Esper hat unter anderem den Unmut des Präsidenten auf sich gezogen, als er im Juni angesichts der Unruhen in mehreren US-Städten erklärte, er sei dagegen, das Militär gegen die Demonstranten einzusetzen. Der Einsatz von Berufssoldaten im Inland sollte nur das "letzte Mittel" in den "dringlichsten und äußersten Situationen" sein. "Wir befinden uns derzeit nicht in einer solchen Situation."

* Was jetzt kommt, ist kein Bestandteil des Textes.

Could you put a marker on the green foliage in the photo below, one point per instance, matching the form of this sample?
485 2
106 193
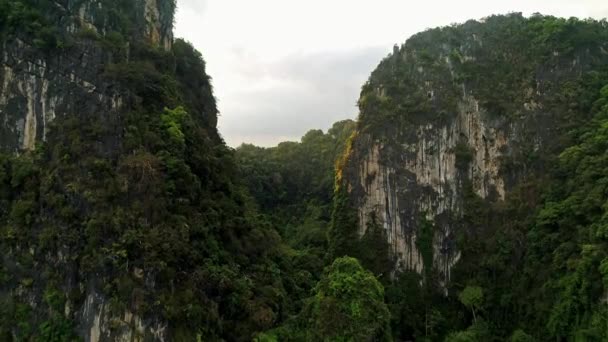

Trump hatte zuvor damit gedroht: "Wenn eine Stadt oder ein Bundesstaat sich weigert, Maßnahmen zu ergreifen, die notwendig sind, um das Leben und den Besitz ihrer Bürger zu schützen, dann werde ich das Militär der Vereinigten Staaten einsetzen und das Problem schnell für sie lösen." Damit hatte er viel Kritik von Seiten des Militärs auf sich gezogen. Und mit Kritik, das hat sich in den vergangenen vier Jahren gezeigt, kann dieser Präsident nicht gut umgehen.

Das Problem für Trump ist nur, dass er mit jedem dieser Auftritte neuen Unmut schürt. Die Stimmung unter den Soldaten ist ohnehin nicht gut.

Einer im Sommer veröffentlichten Umfrage der "Military Times" und des Veteranen-Instituts der Syracuse University zufolge sprechen sich nur 37,4 Prozent der aktiven Armeemitglieder für Trumps Wiederwahl aus. 43,1 Prozent ziehen demnach seinen demokratischen Herausforderer Joe Biden vor. Dabei äußerte sich Trump, der selbst nicht gedient hat, zu Beginn seiner Amtszeit immer wieder bewundernd über das Militär. Diese Liebe scheint nun abgekühlt.

"Trumps Äußerungen betreffen nicht nur die amerikanischen Soldaten, deren Familien und die Veteranen", sagte Hagel. "Dieses Land verehrt seine Veteranen. Es verehrt sein Militär. Daher verärgert dieses Verhalten nicht nur das Militär, sondern alle Bürger, die das Militär respektieren. Das Weiße Haus ist zurecht sehr besorgt."